Mary looks back at the conductor, who has apparently regained a nice moustache and bit of hair in the interim, and asks, “My husband, John...”

The conductor opens the log-book, and leafs through it. “John Fredick Levinworthe?”

“Yes, sir,” she answers in anticipation.

He closes the book.

“I‘m sorry,” he says, downcrest.

“What do you mean?” she asks.

“The schedule shows that he was issued a ticket for the number two.”

“What does that mean?”

“Missy, on the number two, passengers don‘t sit in seats. They shovel coal, continually, non-stop. Number two will pick him up at the volcanoes of hatred and he will shovel coal for the next ten thousand years before that train finally crosses what we have crossed in a mere two hundred, or only a day or so for your lucky self. A dirty, awful, foul train the number two is. Eventually, of course, they will arrive at the end of the desert of the real, your station, as a matter of fact; that‘s the end of the line. The number two doesn‘t cross the sea of Eternity.”

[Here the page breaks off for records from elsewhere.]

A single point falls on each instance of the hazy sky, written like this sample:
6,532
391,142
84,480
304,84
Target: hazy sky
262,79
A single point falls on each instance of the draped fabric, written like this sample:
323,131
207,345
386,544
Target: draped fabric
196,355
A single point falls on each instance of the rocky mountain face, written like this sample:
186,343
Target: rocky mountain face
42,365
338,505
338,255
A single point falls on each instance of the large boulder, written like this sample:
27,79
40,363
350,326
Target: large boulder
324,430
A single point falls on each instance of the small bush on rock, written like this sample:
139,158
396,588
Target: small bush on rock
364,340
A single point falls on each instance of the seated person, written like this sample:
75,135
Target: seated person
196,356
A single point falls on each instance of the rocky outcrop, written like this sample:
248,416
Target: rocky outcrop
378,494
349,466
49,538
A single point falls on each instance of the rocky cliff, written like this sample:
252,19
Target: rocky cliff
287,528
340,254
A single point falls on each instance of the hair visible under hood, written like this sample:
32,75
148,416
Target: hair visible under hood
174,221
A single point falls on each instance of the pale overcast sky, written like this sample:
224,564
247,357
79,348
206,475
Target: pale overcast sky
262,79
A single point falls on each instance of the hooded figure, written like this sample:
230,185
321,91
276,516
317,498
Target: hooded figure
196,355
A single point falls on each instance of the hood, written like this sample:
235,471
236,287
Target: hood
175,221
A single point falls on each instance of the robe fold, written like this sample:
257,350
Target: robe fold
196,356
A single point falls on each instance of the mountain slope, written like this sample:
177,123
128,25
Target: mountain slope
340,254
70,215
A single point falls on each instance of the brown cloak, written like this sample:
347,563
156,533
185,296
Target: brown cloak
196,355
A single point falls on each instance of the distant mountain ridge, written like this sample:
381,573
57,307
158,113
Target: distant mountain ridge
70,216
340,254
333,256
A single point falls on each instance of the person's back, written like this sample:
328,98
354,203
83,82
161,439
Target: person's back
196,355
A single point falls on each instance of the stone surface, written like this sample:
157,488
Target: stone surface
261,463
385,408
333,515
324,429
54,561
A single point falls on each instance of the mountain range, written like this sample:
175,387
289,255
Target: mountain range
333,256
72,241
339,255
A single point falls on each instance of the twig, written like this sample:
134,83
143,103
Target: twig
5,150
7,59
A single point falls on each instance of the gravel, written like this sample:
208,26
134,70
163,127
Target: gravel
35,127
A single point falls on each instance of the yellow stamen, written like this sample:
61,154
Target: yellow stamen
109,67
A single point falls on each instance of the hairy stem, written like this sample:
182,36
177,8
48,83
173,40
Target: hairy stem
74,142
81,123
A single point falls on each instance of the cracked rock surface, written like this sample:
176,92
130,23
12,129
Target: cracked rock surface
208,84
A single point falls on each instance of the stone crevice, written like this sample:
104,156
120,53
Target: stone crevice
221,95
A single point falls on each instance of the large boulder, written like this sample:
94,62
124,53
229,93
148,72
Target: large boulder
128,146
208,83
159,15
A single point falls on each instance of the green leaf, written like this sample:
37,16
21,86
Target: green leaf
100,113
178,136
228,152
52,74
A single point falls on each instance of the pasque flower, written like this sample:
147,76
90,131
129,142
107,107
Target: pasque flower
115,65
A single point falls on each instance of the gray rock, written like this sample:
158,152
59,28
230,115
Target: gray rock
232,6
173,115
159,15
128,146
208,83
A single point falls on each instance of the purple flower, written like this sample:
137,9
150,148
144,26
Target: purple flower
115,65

“What happens to the people?”

He shrugs. “Their choice. Some try to walk it. There‘s a pedestarian path on this bridge too. Others walk back the way they came. Some of them get tickets for other trains when they get off, they just have to wait a bit. Some just wander off, never to be seen again...” He frowns, “I really don‘t know.”

Mary fights back tears. “Will I ever see my husband again?”

He smiles. “That‘s the beauty of Eternity. No matter how long it takes him to get a ticket for a train crossing, you and him will arrive at precisely the same time, along with everyone else.”

Epilogue

“And now to traffic, we have a major injury accident on the 5 blocking all lanes northbound. Fire and medics are on the scene right now where witnesses say a swerving car hit a semi and lost control. Apparently this started a chain reaction.”

“That‘s right, Jane, we have about twenty cars involved all together in a real dominio effect of a pile-up. The lead car is pretty mangled, looks from here like there‘s actually part of it now on the left and right shoulders. Police say there were two fatalities, one person in serious condition, and an assortment of minor injuries.”

“Thanks, Tim. Be safe if you‘re driving tonight, and those of you who plan to take the 5 should think about alternative routes for the next few hours at least. Now on to sports...”

--- Fin

If you miss the train I‘m on, you will know that I am gone; you can hear the whistle blow a hundred miles.